Based on animal studies, EFSA considered the incidence of liver tumors in rodents as the most critical health effect of nitrosamine exposure.

EFSA’s risk assessment involved evaluating the potential harm caused by nitrosamines to humans and animals and assessing consumer exposure in a worst-case scenario, assuming that all nitrosamines found in food had the same potential to cause cancer in humans as the most harmful nitrosamine (although this scenario is unlikely). The scientists concluded that, for all age groups across the EU population, the level of exposure to nitrosamines in food raises a health concern.

Nitrosamines have been found in foods such as cured meat products, processed fish, cocoa, and beer and other alcoholic beverages. The most significant food group contributing to consumer nitrosamines exposure is meat and meat products. Nitrosamines may also be present in other foods including processed vegetables, cereals, milk and dairy products, or fermented, pickled and spiced foods.
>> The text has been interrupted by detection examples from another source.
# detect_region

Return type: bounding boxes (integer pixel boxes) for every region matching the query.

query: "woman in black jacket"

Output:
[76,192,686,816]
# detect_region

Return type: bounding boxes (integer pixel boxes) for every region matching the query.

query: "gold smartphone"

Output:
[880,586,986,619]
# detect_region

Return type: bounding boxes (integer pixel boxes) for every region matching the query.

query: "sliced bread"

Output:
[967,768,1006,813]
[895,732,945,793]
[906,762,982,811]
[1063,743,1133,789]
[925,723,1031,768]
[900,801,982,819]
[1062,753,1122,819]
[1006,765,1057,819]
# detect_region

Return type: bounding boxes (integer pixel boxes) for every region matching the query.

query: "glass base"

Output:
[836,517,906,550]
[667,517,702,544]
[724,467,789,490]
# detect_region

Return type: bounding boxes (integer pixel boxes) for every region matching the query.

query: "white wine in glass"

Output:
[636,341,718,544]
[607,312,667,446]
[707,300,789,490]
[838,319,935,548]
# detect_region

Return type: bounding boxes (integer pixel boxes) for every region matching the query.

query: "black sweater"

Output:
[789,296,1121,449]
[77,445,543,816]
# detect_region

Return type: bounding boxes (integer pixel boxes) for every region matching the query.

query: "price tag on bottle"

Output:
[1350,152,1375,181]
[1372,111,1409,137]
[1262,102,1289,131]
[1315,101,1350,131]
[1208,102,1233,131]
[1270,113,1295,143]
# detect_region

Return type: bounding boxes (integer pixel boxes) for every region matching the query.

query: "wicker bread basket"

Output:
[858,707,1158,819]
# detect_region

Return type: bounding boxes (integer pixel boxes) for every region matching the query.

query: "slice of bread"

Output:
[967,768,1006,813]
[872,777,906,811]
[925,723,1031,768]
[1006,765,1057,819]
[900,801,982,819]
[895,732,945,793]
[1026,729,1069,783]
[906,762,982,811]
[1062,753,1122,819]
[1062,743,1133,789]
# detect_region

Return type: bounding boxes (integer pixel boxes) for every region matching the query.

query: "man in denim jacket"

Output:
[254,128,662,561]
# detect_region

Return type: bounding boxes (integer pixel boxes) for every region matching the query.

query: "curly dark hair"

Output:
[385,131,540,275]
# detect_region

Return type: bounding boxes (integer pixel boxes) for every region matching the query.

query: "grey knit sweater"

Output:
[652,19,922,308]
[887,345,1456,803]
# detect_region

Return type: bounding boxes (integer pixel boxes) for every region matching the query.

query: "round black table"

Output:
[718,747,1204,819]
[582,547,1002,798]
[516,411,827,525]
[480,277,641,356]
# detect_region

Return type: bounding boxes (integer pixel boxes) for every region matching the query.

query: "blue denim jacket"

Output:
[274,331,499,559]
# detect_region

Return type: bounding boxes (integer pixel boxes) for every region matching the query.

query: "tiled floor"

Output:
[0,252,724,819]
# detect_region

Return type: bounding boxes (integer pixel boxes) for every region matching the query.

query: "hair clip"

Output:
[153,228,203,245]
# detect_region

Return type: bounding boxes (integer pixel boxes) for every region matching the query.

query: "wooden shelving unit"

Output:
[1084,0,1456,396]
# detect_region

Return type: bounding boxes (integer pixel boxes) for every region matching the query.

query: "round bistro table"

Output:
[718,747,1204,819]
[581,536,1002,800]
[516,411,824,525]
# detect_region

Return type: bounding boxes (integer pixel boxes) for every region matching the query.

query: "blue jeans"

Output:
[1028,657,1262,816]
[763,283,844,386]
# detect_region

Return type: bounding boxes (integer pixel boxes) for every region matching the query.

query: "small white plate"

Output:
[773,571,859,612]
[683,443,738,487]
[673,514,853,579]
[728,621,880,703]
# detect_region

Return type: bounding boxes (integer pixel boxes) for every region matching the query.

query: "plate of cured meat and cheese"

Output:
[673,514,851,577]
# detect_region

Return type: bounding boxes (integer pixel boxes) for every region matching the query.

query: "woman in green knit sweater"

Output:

Knowledge gaps exist about the presence of nitrosamines in specific food categories, however. EFSA states that having a well-rounded diet that includes a wide variety of foods could help consumers to reduce their intake of nitrosamines.

EFSA consulted stakeholders in its draft scientific opinion on nitrosamines exposure. The opinion will be shared with the European Commission, and national authorities will discuss the possibility of executing risk management measures.